Namun, bangunan yang didominasi material kayu membuat kobaran api berkembang sangat cepat. Dalam waktu singkat, seluruh bagian rumah terbakar dan api sempat menjalar ke bangunan milik Rebiwandi yang berada di samping lokasi kejadian.
Selain rumah, sejumlah harta benda milik korban ikut musnah.
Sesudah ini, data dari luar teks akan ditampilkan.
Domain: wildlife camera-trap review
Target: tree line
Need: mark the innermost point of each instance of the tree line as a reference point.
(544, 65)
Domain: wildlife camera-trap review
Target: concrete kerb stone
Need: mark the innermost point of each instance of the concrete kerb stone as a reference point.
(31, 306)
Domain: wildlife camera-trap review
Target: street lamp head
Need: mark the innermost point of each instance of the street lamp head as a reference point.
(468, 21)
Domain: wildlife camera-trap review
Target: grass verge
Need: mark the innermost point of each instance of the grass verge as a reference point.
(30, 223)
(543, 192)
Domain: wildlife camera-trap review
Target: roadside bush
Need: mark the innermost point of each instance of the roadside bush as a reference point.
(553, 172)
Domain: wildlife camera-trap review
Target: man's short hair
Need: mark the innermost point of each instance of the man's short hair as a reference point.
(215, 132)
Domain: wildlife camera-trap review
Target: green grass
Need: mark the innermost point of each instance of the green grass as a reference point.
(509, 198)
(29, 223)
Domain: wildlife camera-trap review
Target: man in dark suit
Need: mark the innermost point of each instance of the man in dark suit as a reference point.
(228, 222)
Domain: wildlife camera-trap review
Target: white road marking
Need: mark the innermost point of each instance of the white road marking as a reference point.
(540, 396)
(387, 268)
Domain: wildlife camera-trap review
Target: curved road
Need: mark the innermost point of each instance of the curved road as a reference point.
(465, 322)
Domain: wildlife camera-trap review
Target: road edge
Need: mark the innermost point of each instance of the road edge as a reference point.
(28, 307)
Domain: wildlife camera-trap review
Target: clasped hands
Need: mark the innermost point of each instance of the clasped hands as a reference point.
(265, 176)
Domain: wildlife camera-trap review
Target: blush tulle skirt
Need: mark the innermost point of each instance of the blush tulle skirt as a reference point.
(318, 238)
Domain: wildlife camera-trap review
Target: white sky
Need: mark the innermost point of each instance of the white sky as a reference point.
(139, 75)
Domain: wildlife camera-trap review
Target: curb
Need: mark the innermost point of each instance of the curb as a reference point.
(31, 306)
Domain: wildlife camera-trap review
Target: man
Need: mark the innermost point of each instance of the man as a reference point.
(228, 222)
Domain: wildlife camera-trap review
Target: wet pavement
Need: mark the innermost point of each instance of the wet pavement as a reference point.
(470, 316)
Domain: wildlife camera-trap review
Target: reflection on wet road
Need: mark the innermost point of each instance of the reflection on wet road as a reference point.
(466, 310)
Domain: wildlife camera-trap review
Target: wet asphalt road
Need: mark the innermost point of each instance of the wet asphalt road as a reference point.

Dua unit sepeda motor, masing-masing Honda Beat Street dan Suzuki Shogun, hangus terbakar dan tidak sempat diselamatkan.
Kapolres Aceh Utara AKBP Trie Aprianto melalui Kapolsek Langkahan Iptu Edi Munandar mengatakan, hasil penyelidikan awal menunjukkan kebakaran diduga dipicu korsleting listrik.
“Dugaan sementara sumber api berasal dari korsleting listrik yang kemudian dengan cepat menjalar karena bangunan rumah terbuat dari kayu. Tidak ada korban jiwa dalam peristiwa ini, namun kerugian material diperkirakan mencapai Rp150 juta,” ujar Iptu Edi.
Setelah menerima laporan, aparat kepolisian langsung turun ke lokasi untuk melakukan penanganan dan penyelidikan awal. Polisi berkoordinasi dengan petugas pemadam kebakaran, mendata korban dan saksi, serta memasang garis polisi di sekitar lokasi kejadian.
“Kami mengapresiasi respons cepat masyarakat yang membantu proses evakuasi penghuni rumah sehingga tidak ada korban jiwa. Kami juga mengimbau masyarakat untuk secara berkala memeriksa instalasi listrik di rumah guna mencegah kejadian serupa,” tambahnya.